At first, I did not have much expectation on South Korean comedy film “Miss & Mrs. Cops”, which did not look that fresh or interesting to me when I came across its trailer a few weeks ago. However, after hearing some good words from others including a South Korean critic I have trusted for many years, I eventually decided to give it a chance, and I am happy to report now that it is fairly entertaining with some fresh elements which are more than enough to compensate for a number of weak aspects in the film.
During the opening sequence, we see how things initially looked promising for a feisty female police detective named Mi-young (Ra Mi-ran). After willingly hurling herself into numerous cases including the one involved with a petty drug dealer who unwisely underestimated her right from the beginning, she received a commendation for her public service, and she also happened to encounter a guy whom she would marry later, but, alas, her life and career did not go that well during next several years.

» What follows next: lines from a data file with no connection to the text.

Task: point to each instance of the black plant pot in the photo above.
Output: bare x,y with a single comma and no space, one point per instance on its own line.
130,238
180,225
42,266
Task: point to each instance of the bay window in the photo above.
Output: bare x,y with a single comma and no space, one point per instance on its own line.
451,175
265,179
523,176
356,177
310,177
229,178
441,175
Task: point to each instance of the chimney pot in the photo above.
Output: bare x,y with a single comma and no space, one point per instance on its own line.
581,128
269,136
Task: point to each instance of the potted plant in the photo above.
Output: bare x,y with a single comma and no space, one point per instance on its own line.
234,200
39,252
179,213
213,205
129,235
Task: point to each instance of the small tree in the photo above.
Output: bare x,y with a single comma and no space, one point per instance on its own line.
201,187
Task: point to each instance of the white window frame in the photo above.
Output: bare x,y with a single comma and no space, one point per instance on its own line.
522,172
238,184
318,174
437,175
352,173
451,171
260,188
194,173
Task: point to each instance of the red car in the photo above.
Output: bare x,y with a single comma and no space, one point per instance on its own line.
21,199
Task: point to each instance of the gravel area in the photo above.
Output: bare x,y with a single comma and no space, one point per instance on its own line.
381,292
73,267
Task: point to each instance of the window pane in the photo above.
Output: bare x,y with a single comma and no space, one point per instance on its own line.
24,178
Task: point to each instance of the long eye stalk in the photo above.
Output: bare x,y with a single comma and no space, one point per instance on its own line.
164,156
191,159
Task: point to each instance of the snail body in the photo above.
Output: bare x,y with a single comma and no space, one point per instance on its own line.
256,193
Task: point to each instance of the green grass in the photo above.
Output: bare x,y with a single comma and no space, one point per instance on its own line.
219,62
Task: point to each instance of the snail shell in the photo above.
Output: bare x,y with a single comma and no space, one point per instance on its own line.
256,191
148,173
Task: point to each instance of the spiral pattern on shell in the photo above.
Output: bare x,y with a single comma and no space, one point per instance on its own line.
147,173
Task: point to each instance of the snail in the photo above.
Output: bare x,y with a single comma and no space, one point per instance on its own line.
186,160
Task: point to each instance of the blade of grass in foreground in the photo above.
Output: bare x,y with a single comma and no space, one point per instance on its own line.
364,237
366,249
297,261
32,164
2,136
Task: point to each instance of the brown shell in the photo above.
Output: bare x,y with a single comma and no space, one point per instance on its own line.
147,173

While her husband has been a pathetic bum still trying to pass a state law examination, she has been stuck in the public service department at a police station somewhere in Seoul, and, to make matters worse, it is possible that she will be fired due to the upcoming downsizing of her department.
And then there comes an incident which draws her attention. While she is going through another mundane day along with her young co-worker Jang-mi (Choi Soo-young) and Ji-hye (Lee Sung-kyung), a rookie detective who recently got assigned to work in Mi-young’s department due to her inadvertent trouble, a young woman comes to them, but then she hurriedly walks away for some reason. Sensing something wrong from her, Mi-young instantly follows after her, but then this young woman lets herself hit by a vehicle, and that certainly shocks Mi-young and her two colleagues.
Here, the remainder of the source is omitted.